On Wed, Dec 18, 2019 at 3:28 PM Habib Nahas <[email protected]> wrote:

> Thanks Sean. Look forward to the updated KIP.
>
> Regards,
> Habib
>
> On Fri, Dec 13, 2019, at 6:22 AM, Sean Glover wrote:
> > Hi,
> >
> > After my last reply I had a nagging feeling something wasn't right, and I
> > remembered that epoch time is UTC. This makes the discussion about
> > timezone irrelevant, since we're always using UTC. This makes the need
> for
> > the LatencyTime interface that I proposed in the design irrelevant as
> well,
> > since I can no longer think about how that might be useful.

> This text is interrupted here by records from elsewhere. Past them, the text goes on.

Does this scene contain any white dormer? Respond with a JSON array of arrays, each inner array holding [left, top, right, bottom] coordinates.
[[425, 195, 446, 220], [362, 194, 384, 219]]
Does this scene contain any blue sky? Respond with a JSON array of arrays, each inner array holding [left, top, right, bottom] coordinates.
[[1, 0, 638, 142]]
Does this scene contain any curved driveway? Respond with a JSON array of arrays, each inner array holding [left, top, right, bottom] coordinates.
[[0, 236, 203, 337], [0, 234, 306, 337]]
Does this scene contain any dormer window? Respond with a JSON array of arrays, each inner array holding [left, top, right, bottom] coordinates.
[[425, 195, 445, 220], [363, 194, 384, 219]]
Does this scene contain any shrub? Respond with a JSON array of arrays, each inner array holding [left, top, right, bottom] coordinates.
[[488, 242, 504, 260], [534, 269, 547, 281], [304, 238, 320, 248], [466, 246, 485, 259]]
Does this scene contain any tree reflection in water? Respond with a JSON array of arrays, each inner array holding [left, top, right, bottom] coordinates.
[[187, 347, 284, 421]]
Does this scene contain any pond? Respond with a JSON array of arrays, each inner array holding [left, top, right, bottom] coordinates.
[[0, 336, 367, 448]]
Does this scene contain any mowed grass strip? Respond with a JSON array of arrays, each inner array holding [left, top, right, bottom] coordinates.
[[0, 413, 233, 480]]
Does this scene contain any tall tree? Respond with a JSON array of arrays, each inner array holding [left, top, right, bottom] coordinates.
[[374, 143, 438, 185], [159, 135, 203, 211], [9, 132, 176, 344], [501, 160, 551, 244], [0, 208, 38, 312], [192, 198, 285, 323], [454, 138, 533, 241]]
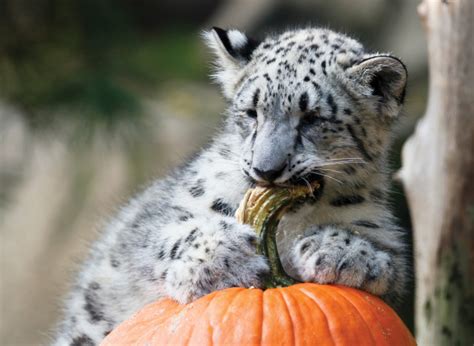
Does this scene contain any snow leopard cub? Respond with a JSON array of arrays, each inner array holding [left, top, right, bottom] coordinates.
[[53, 27, 409, 345]]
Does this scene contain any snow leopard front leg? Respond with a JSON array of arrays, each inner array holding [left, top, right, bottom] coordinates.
[[161, 215, 269, 303], [291, 224, 407, 300], [54, 214, 269, 345]]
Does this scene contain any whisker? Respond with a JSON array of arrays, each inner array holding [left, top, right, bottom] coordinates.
[[318, 168, 344, 174], [323, 157, 364, 161], [311, 161, 367, 167], [318, 173, 344, 185], [300, 176, 316, 193]]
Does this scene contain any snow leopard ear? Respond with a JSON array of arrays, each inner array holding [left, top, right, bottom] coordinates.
[[347, 55, 407, 117], [203, 27, 260, 99]]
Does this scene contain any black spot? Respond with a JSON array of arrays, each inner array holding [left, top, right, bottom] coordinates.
[[215, 171, 228, 179], [219, 220, 230, 230], [246, 234, 257, 246], [110, 257, 120, 268], [360, 250, 367, 255], [71, 334, 94, 346], [326, 94, 338, 116], [330, 195, 365, 207], [299, 92, 309, 112], [338, 260, 349, 271], [344, 238, 351, 245], [346, 124, 373, 161], [217, 144, 233, 158], [343, 108, 352, 115], [161, 269, 168, 280], [370, 189, 384, 202], [157, 249, 166, 260], [253, 89, 260, 108], [309, 68, 316, 75], [185, 228, 198, 244], [321, 60, 327, 75], [210, 199, 234, 216], [367, 266, 378, 281], [170, 239, 182, 259], [352, 220, 380, 229], [266, 57, 276, 65], [300, 241, 311, 254], [330, 232, 339, 237], [90, 282, 100, 290], [304, 76, 310, 82], [104, 330, 113, 337], [84, 289, 104, 323]]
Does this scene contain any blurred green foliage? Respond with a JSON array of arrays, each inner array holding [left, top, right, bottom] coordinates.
[[0, 0, 208, 127]]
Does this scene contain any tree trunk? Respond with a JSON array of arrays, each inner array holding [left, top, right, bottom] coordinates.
[[399, 0, 474, 344]]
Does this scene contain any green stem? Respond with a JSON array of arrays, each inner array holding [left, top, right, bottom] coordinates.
[[249, 187, 313, 288], [259, 200, 296, 288]]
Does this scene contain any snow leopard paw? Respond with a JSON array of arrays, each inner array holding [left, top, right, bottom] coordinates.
[[291, 226, 394, 296], [164, 218, 269, 303]]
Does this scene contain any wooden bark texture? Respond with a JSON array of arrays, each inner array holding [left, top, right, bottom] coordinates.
[[400, 0, 474, 344]]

I'll update
> > the KIP. I'll also review KIP-32 to understand message timestamps better
> > so I can explain the different types of latency results that could be
> > reported with this metric.
> >
> > Regards,
> > Sean
> >
> > On Thu, Dec 12, 2019 at 6:25 PM Sean Glover <[email protected]>
> > wrote:
> >
> > > Hi Habib,
> > >
> > > Thanks for question! If the consumer is in a different timezone than
> the
> > > timezone used to produce messages to a partition then you can use an
> > > implementation of LatencyTime to return the current time of that
> timezone.
> > > The current design assumes that messages produced to a partition must
> all
> > > be produced from the same timezone. If timezone metadata were encoded
> into
> > > each message then it would be possible to automatically determine the
> > > source timezone and calculate latency, however the current design will
> not
> > > pass individual messages into LatencyTime to retrieve message metadata.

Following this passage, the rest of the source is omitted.